If the copy_sites program is a script and not a binary, edit it
early on
to create a temporary file. For example, put in a like "echo guido >
/tmp/woo-hoo". See if it writes it. If so, then it's choking on the
script. If not, then it's not getting to the script.

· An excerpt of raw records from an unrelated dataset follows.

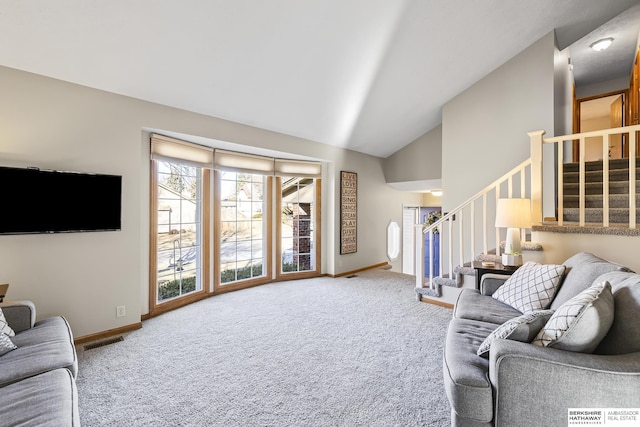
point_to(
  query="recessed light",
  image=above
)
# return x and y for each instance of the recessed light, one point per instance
(601, 44)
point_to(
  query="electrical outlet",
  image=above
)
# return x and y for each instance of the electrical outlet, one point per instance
(121, 311)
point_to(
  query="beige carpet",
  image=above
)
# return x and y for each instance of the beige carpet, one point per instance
(355, 351)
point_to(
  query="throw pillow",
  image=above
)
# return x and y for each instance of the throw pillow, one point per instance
(4, 326)
(523, 328)
(6, 345)
(531, 287)
(580, 323)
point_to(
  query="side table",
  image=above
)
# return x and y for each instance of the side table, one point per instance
(497, 268)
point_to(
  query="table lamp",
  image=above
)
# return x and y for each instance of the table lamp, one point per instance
(513, 214)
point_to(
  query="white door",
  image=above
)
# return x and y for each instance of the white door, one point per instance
(410, 218)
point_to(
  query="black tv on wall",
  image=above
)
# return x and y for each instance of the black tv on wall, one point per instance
(45, 201)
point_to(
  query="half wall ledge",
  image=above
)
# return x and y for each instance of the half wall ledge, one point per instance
(567, 227)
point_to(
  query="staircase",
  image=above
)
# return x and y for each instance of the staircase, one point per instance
(618, 192)
(591, 196)
(460, 271)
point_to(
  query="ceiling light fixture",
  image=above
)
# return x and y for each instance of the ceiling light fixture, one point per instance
(601, 44)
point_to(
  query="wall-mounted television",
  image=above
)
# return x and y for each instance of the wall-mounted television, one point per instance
(45, 201)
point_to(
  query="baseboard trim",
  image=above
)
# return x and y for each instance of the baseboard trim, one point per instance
(438, 303)
(346, 273)
(108, 333)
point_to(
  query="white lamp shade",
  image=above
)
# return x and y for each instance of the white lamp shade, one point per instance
(513, 213)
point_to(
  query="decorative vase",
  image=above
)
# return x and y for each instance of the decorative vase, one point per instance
(511, 260)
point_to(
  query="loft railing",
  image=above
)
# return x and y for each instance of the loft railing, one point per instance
(474, 231)
(627, 136)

Also, have it echo $id to a temp file to make sure the variable
substitution is happening correctly.
Hope that helps.
Leam
Michele Waldman wrote:
I didn't see anything in /var/log/messages.
Michele
-----Original Message-----
From: talk-boun...@lists.nyphp.org [mailto:talk-
boun...@lists.nyphp.org]
On Behalf Of Leam Hall
Sent: Friday, July 31, 2009 7:58 PM
To: NYPHP Talk
Subject: Re: [nyphp-talk] SSH2_CONNECT
Hey Michele.
Can you edit /etc/sudoers? You might be able to give it the NOPASSWD
option, to at least shorten it a bit.
Can you read /var/log/messages and the web server log to see if they
say
anything?
Leam
Michele Waldman wrote:
So I rewrote the code in bash due to my client's concern about
bandwidth.
Here's my new problem:
$msg = exec("echo $password | sudo
/home/user/site_util/copy_sites $id
2>
/dev/null");
The script isn't running.
Since it's running from http, I modified the user nobody to have
/bin/bash
in /etc/passwd and gave the user a password.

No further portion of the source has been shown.